The continuous and interrupted bAac profile also shows difference in C termini between RTX and non-RTX proteins. For example, “D[FL],” “TL/LT,” “AxD,” “Tx[LT],” “TxxD,” and “Dxx[FI]” most frequently occur, whereas “R[RK],” “K[KA],” “AxR,” “Rx[RL],” “AxxR,” “Kxx[KE],” and “Rxx[QR]” are most strikingly depleted in the C-terminal 20-aa fragments of RTX proteins in contrast to non-RTX proteins (Figures 3B–D; Mann–Whitney U-tests with Bonferroni correction, p < 0.001; EBT_p < 0.001). As the observed C-terminal length increases (to 60 aa), the general bAac profile difference between RTX and non-RTX proteins remains or becomes more typical, with only a few changes. The main changes involve the reduced “L” and increased “G” combinations in the RTX C60 enriched list (Figures 3B–D). It is noted that either “GG” or “GxG,” which is supposed to be highly represented by RTX motifs, does not show the most significant different composition or occurrence in C60 between RTX and non-RTX proteins, suggesting that the observed different “G”-combination compositions are not due to the increased percent of RTX motifs in C60 of RTX proteins. In C110, however, the composition shows striking difference for both “GG” and “GxG” between RTX and non-RTX proteins (Supplementary Dataset 1).
Other independent non-RTX proteins datasets are also paired and the profile difference for Aac and bAac in C termini between RTX and non-RTX proteins shows large consistence.
Position-Specific Amino Acid Composition Features Buried in the C Termini of Repeats-in-Toxin Proteins
The C-terminal position-specific amino acid composition (psAac) profiles were also compared between RTX and non-RTX proteins. Generally, RTX proteins show much larger amino acid composition preference (Figure 4A). C20 and C21-60 in RTX proteins also show different preference profiles. C20 shows apparent preference for non-polar “L” and “A” while C21-60 more prefers polar “G” (Figure 4A). “D,” “S,” and “T” are preferred in both C20 and C21-60 of RTX proteins. The results are consistent with and explain the observations on sequential Aac and bAac in C termini of RTX and non-RTX proteins. Remarkably, the C-terminal endmost two positions in RTX proteins show the most typical psAac bias, with a pattern of non-polar hydrophobic “[FLI][VAI]” motif (Figure 4A).

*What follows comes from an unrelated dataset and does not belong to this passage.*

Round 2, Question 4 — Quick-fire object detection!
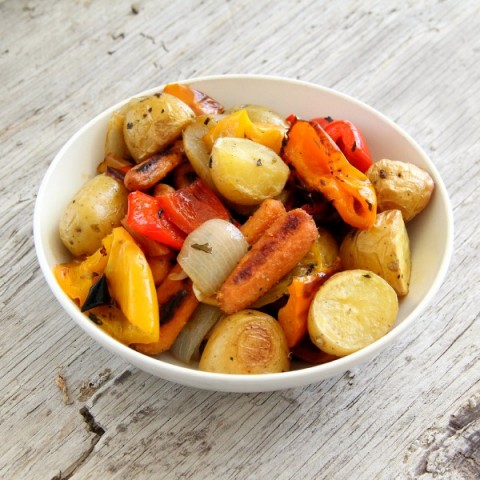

Figure 4. Position-specific Aac and Sse profile difference between the C termini of RTX and non-RTX proteins. (A) Position-specific Aac profile of RTX and non-RTX proteins at C-terminal 60 positions. The strikingly specific bias Aac preference profile of RTX proteins with C termini and the C-terminal 20 positions of both RTX and non-RTX proteins are shown with pink background. The endmost C-terminal two positions with most typical sequence patterns are shown in red. (B) Position-specific Sse profile of RTX and non-RTX proteins at C-terminal 60 positions.
The psAac profile of C termini of RTX proteins and the difference between them and non-RTX proteins were confirmed with other, paired, independent negative datasets (Supplementary Figure 1). We also compared the psAac profile of N termini of RTX and non-RTX proteins (Supplementary Figure 2). There was a difference, but not as typical as that observed within the C termini. Moreover, until now there is no evidence suggesting the existence of type 1 secretion signals within N termini of the substrate proteins. Therefore, the N termini were not further studied in this study.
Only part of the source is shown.